Il est bien heureux pour lui qu’il ne vive pas, pensa intérieurement le curé ; mais la charité chrétienne et la prudence l’empêchèrent d’émettre ce sentiment, et d’une voix plus calme, il reprit :

— Je n’hésite nullement à vous dire ce qui suit, attendu que cela pourra apaiser tous vos scrupules touchant vos devoirs envers votre belle-fille : c’est que votre mari, quelques jours avant sa mort, me pria de lui chercher une autre demeure, m’assurant qu’il était persuadé qu’elle ne pourrait jamais être heureuse avec vous.

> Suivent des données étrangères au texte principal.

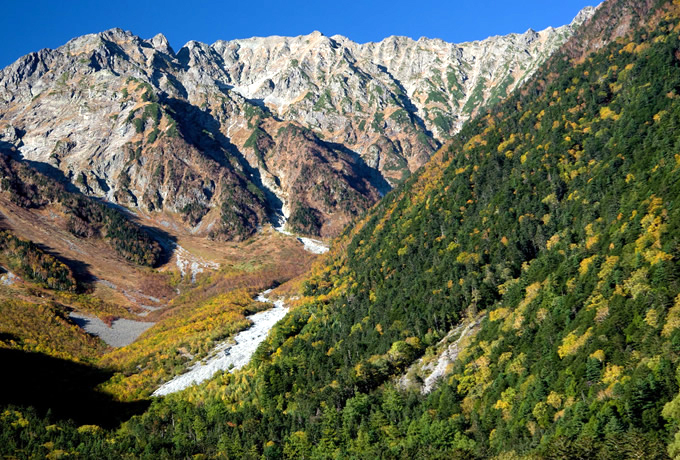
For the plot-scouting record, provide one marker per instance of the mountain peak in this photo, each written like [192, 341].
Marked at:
[160, 42]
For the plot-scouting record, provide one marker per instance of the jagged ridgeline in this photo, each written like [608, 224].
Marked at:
[227, 137]
[548, 227]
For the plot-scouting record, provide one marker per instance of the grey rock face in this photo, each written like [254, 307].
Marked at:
[198, 132]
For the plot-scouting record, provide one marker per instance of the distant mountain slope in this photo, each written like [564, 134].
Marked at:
[552, 219]
[229, 136]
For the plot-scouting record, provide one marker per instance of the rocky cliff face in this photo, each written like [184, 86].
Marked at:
[230, 135]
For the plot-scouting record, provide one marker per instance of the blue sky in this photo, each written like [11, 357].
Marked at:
[27, 26]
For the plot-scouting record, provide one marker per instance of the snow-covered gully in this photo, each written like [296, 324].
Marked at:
[230, 354]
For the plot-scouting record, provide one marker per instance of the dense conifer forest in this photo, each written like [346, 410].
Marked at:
[549, 226]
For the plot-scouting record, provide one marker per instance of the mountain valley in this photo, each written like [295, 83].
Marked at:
[501, 278]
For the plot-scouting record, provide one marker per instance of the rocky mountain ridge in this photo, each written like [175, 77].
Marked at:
[229, 136]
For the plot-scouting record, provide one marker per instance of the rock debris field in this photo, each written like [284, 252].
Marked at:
[122, 331]
[230, 354]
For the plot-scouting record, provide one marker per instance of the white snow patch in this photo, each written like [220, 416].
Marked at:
[121, 333]
[313, 246]
[230, 354]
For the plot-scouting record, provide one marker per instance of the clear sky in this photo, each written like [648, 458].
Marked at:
[29, 25]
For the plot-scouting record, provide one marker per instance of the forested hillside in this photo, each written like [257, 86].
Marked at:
[552, 220]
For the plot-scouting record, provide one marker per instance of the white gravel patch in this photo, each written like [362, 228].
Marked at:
[230, 354]
[121, 333]
[313, 246]
[9, 279]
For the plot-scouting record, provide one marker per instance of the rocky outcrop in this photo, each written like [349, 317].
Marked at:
[228, 136]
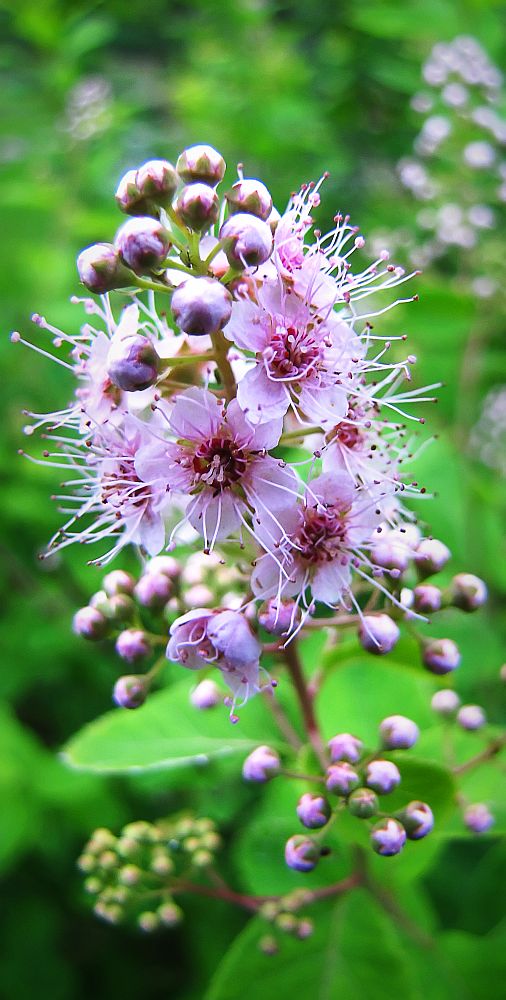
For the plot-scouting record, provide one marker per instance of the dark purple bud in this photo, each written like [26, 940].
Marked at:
[154, 590]
[132, 645]
[382, 776]
[132, 363]
[301, 853]
[118, 582]
[341, 778]
[344, 746]
[471, 717]
[201, 306]
[248, 240]
[201, 163]
[143, 243]
[445, 702]
[130, 691]
[478, 818]
[468, 592]
[276, 616]
[441, 656]
[206, 695]
[378, 634]
[417, 819]
[101, 269]
[261, 765]
[250, 196]
[430, 556]
[388, 838]
[363, 803]
[198, 206]
[90, 623]
[398, 733]
[427, 598]
[313, 811]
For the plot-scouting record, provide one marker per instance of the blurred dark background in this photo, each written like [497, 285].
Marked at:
[88, 90]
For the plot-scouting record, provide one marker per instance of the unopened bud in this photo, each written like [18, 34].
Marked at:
[430, 557]
[471, 717]
[206, 695]
[382, 776]
[417, 819]
[201, 163]
[101, 269]
[441, 656]
[388, 837]
[143, 243]
[378, 634]
[132, 645]
[313, 811]
[468, 592]
[198, 206]
[261, 765]
[398, 733]
[130, 691]
[301, 853]
[250, 196]
[344, 746]
[90, 624]
[248, 240]
[341, 778]
[363, 803]
[478, 818]
[201, 306]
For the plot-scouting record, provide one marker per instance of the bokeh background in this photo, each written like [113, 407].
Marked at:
[88, 90]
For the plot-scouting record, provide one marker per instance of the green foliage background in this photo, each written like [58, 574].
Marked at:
[291, 89]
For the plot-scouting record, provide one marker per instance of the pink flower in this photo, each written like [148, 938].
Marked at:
[220, 464]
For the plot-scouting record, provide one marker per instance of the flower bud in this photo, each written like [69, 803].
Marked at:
[388, 838]
[441, 656]
[363, 803]
[468, 592]
[276, 616]
[154, 590]
[344, 746]
[132, 363]
[427, 598]
[478, 818]
[378, 634]
[101, 270]
[471, 717]
[143, 243]
[201, 306]
[198, 206]
[201, 163]
[313, 811]
[301, 853]
[118, 582]
[445, 702]
[248, 240]
[417, 819]
[382, 776]
[398, 733]
[206, 695]
[130, 691]
[261, 765]
[250, 196]
[132, 645]
[341, 778]
[90, 623]
[430, 556]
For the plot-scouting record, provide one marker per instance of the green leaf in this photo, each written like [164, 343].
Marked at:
[165, 733]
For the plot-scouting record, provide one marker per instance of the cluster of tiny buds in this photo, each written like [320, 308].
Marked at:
[357, 778]
[133, 877]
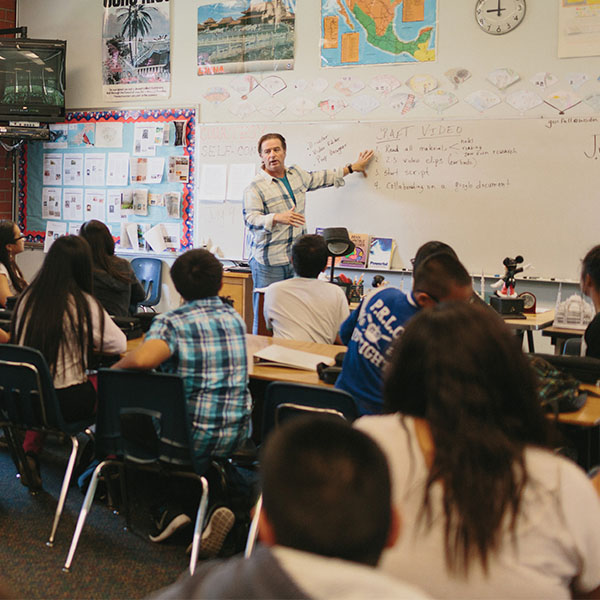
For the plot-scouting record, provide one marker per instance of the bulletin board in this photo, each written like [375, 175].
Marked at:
[109, 161]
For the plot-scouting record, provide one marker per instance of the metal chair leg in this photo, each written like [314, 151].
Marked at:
[252, 533]
[199, 525]
[85, 508]
[64, 490]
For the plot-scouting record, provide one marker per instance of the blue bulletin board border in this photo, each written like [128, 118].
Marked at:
[123, 116]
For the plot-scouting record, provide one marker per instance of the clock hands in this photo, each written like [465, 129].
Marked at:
[497, 10]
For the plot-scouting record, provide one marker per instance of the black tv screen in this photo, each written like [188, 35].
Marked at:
[32, 80]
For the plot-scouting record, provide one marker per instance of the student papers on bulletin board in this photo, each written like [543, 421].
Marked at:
[133, 170]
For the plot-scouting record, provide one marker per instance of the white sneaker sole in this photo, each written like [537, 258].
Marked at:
[177, 523]
[219, 525]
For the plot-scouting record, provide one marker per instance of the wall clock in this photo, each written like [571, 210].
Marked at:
[499, 16]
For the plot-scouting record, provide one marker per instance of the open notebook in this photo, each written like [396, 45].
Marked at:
[280, 356]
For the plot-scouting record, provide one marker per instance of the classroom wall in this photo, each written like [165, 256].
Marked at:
[8, 19]
[530, 49]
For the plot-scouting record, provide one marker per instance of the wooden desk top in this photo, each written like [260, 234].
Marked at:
[540, 320]
[257, 342]
[589, 414]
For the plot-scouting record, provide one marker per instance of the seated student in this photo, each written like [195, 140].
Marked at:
[115, 283]
[203, 341]
[324, 522]
[381, 317]
[489, 510]
[590, 286]
[58, 315]
[12, 242]
[306, 308]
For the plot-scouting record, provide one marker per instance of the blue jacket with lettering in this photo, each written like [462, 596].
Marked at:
[368, 332]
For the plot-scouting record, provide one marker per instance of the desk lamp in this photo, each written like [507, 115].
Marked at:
[338, 244]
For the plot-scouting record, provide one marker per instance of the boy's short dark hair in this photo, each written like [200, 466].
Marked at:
[326, 489]
[439, 273]
[197, 274]
[309, 255]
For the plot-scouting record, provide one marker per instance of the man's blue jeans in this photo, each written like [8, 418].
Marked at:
[262, 276]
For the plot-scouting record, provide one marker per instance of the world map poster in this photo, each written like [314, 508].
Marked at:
[370, 32]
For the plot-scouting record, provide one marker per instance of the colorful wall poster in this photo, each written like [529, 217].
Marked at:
[361, 32]
[245, 35]
[136, 50]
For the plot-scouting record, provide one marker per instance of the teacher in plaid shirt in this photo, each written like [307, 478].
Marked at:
[274, 208]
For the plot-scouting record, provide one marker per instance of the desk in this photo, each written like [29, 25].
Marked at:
[530, 324]
[559, 335]
[258, 342]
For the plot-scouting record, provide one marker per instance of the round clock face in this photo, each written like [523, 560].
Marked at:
[528, 300]
[499, 16]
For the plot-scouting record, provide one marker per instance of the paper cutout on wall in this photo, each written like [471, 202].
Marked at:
[593, 100]
[544, 80]
[457, 76]
[523, 100]
[502, 78]
[364, 103]
[243, 85]
[440, 100]
[384, 84]
[403, 102]
[576, 80]
[481, 100]
[273, 84]
[242, 108]
[562, 100]
[349, 85]
[332, 106]
[422, 84]
[319, 85]
[301, 106]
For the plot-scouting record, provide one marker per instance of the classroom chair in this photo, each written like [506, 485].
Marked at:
[28, 402]
[285, 401]
[149, 274]
[128, 401]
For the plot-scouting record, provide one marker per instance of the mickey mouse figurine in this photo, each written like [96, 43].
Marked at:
[511, 268]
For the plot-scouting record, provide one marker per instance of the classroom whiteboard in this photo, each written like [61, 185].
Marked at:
[490, 188]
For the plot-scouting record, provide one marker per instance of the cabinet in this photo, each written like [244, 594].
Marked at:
[238, 286]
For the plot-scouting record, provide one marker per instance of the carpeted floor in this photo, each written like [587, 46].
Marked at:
[110, 562]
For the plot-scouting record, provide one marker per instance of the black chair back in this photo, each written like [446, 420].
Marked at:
[142, 417]
[281, 397]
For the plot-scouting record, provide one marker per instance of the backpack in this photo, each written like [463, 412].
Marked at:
[558, 391]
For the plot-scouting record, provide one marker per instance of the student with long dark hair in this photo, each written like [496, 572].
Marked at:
[489, 511]
[12, 242]
[58, 316]
[115, 283]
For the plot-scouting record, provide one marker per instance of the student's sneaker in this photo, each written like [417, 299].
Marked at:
[168, 523]
[219, 525]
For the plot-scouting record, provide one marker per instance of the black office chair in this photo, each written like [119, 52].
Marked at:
[157, 400]
[284, 401]
[28, 402]
[149, 274]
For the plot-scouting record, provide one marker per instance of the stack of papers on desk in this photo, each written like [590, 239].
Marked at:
[280, 356]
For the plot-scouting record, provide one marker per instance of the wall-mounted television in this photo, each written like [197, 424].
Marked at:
[32, 80]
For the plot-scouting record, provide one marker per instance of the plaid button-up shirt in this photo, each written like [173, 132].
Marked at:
[271, 244]
[207, 340]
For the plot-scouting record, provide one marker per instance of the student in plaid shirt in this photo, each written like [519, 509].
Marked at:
[274, 208]
[203, 341]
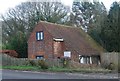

— Le vieux radoteur, murmura sotta voce cette inconsolable veuve, et sentant maintenant qu’elle était défaite sur tous les points, elle sortit avec un salut glacial, en rappelant au prêtre que lui seul désormais serait responsable du bien-être spirituel et temporel de la jeune fille, ainsi que des disgrâces que sa beauté et son opiniâtreté pourraient lui attirer.

M. Lapointe lui souhaita avec calme le bonsoir, et comme la porte se refermait, il se laissa tomber dans son fauteuil, en se frottant les mains et souriant de son triomphe.

C’était vraiment en effet une victoire dont il pouvait à bon droit être fier. Il avait combattu, défait et réduit au silence la virago du village, et cela sans oublier une seule fois la dignité convenable à son caractère sacré et la courtoisie due au beau sexe.